Workman didn’t allow another run until the fifth inning. Yunel Escobar, the No. 9 hitter, drew a walk on five pitches. Jennings then bunted the runner to second base.
Zobrist followed with a slowly hit ball to shortstop. Jose Iglesias made a quick play on the ball but umpire Tony Randazzo called Zobrist safe. Sox manager John Farrell argued the call at length.
Workman struck out Longoria for the second out. But Loney knocked a single into right field to make it 2-0.
Workman retired the final four batters he faced. He left after throwing 103 pitches.
As Workman gave the Red Sox a solid start, Moore was dicing up the Red Sox.

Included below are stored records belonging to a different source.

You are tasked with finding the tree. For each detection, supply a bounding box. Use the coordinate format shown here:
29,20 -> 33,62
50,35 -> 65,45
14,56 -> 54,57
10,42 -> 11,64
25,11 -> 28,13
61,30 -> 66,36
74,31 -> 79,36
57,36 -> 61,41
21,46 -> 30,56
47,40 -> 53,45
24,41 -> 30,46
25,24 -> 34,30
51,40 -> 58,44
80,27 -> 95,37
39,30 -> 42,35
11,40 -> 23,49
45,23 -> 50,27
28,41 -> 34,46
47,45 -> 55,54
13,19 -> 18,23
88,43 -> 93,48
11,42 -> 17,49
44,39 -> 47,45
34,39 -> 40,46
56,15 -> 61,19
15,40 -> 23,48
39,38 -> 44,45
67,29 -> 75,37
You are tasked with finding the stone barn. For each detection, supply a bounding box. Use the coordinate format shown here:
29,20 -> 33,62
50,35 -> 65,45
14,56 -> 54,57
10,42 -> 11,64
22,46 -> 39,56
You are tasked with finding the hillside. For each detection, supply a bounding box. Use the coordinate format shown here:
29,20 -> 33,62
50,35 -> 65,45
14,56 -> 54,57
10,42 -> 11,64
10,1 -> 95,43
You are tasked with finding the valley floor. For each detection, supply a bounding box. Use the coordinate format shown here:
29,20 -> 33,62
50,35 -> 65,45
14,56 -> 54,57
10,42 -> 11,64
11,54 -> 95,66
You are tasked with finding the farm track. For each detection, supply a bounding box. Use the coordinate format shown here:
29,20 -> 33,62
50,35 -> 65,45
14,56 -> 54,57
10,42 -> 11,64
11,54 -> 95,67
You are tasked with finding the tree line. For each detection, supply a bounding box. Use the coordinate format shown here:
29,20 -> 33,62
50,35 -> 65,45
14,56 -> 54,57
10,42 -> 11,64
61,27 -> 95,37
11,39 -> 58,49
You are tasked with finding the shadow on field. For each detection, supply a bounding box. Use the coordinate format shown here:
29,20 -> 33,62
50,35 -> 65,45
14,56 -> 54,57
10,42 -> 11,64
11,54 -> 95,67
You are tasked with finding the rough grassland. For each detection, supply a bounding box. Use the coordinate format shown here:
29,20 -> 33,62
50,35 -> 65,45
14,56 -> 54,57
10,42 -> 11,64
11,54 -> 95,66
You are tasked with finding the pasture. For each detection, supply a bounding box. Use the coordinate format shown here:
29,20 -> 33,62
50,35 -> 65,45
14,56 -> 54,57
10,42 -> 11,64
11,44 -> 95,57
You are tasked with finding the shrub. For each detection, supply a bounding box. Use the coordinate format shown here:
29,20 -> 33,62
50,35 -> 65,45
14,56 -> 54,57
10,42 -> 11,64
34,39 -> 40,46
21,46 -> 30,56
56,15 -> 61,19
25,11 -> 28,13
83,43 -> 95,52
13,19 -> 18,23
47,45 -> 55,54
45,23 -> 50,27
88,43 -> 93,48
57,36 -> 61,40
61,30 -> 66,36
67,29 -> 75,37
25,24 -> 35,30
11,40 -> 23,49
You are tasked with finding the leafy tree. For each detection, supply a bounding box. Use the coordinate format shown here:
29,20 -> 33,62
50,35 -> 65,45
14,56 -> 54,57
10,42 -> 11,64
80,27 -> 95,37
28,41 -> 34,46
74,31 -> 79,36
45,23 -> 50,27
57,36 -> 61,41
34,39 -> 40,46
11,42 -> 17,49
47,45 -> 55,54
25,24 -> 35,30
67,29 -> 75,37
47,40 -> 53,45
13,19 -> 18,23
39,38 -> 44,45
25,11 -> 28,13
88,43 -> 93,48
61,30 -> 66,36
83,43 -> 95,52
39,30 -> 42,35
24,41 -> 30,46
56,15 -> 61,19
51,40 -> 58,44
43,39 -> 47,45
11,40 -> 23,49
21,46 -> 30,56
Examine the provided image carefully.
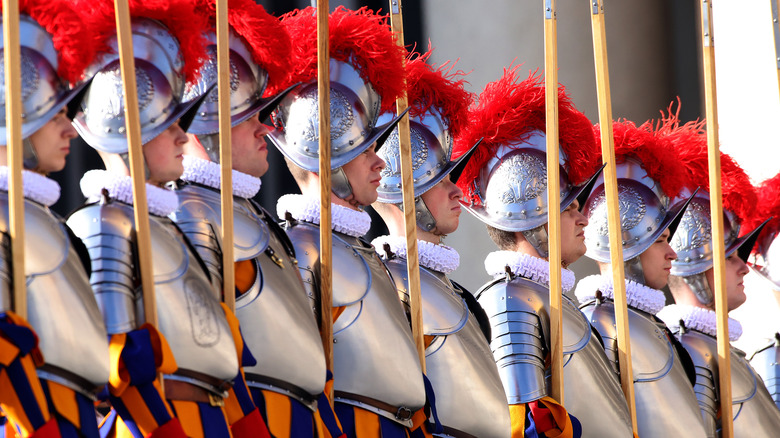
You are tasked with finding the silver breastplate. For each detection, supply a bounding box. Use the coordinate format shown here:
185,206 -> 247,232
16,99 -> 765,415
581,301 -> 707,437
0,194 -> 109,393
750,341 -> 780,410
479,277 -> 632,438
385,259 -> 510,438
679,330 -> 780,438
287,223 -> 426,426
68,201 -> 238,382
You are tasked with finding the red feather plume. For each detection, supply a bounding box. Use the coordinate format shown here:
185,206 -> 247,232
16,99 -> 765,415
590,119 -> 687,201
280,6 -> 406,113
75,0 -> 209,83
404,50 -> 472,141
752,173 -> 780,248
2,0 -> 99,83
455,66 -> 599,207
189,0 -> 292,96
656,102 -> 757,229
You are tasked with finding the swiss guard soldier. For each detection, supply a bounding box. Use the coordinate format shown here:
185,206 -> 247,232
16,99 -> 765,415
574,118 -> 707,437
171,0 -> 342,436
371,52 -> 511,437
655,114 -> 780,437
66,0 -> 266,436
0,1 -> 108,436
270,7 -> 430,437
731,171 -> 780,410
456,67 -> 633,438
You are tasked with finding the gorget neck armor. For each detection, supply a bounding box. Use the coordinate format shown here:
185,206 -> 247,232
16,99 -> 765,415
0,166 -> 60,206
658,304 -> 742,341
80,169 -> 178,217
372,235 -> 460,274
484,251 -> 575,293
277,193 -> 370,237
180,155 -> 261,199
575,274 -> 666,315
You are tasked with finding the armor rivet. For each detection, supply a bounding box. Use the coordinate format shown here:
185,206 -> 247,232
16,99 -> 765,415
333,339 -> 337,343
304,147 -> 309,152
521,210 -> 526,215
104,127 -> 111,133
635,237 -> 639,241
305,251 -> 309,255
361,131 -> 366,136
396,184 -> 402,188
656,218 -> 661,223
427,171 -> 432,175
647,226 -> 652,231
349,140 -> 354,145
622,241 -> 626,245
699,254 -> 704,259
536,206 -> 541,211
685,257 -> 691,262
334,147 -> 340,151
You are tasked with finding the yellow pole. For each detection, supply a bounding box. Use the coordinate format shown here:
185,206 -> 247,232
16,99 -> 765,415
316,0 -> 334,403
543,0 -> 563,404
215,0 -> 235,312
589,0 -> 637,432
700,1 -> 733,436
388,0 -> 425,373
113,0 -> 157,332
3,0 -> 25,319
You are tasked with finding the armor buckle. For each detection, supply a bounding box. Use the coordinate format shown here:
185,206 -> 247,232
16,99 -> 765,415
208,393 -> 225,407
396,406 -> 413,421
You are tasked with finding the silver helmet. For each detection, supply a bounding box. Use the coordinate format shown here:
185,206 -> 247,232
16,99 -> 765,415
0,14 -> 91,167
583,158 -> 693,264
462,130 -> 602,256
669,191 -> 767,305
268,59 -> 406,174
73,18 -> 207,153
375,106 -> 478,231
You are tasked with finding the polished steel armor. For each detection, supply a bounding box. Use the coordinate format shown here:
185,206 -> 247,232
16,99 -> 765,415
580,299 -> 708,437
674,329 -> 780,437
67,199 -> 238,383
184,30 -> 270,136
0,14 -> 87,142
286,222 -> 426,426
0,194 -> 109,394
477,275 -> 633,438
269,59 -> 403,173
73,18 -> 204,154
584,158 -> 691,264
384,258 -> 510,438
750,341 -> 780,409
172,184 -> 326,408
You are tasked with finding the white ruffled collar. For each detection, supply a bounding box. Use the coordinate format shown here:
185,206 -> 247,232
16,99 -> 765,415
0,166 -> 60,206
80,169 -> 179,217
276,193 -> 370,237
574,274 -> 667,315
372,235 -> 460,274
180,155 -> 262,199
658,304 -> 742,341
485,251 -> 576,292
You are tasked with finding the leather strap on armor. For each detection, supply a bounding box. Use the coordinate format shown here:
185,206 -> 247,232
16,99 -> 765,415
244,373 -> 318,410
334,391 -> 414,422
164,379 -> 224,407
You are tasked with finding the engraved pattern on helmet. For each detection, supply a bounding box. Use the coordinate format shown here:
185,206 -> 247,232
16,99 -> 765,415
671,201 -> 711,253
95,66 -> 155,119
296,86 -> 353,142
490,153 -> 547,208
591,185 -> 646,237
184,277 -> 220,347
197,48 -> 240,104
380,127 -> 427,178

Mike Napoli singled with one out in the second inning then had a nice view of Moore striking out Jonny Gomes and Ryan Lavarnway on eight pitches.
Moore had retired eight straight when Napoli drew a walk to start the fifth inning. That rally lasted all of two pitches as Gomes grounded into a double play.
Brandon Snyder, playing third base against the lefthander, crunched a fastball to lead off the sixth inning and drove the ball deep to center. As the crowd started to react, Jennings settled under the ball at the base of the wall. It was just a loud out.
The Red Sox didn’t put another runner on base until there were two outs in the seventh. David Ortiz beat the defensive shift with a single down the line in right.
With Napoli at the plate, a wild pitch moved Ortiz to second base.
Napoli had a good at-bat but flied to right on the sixth pitch he saw.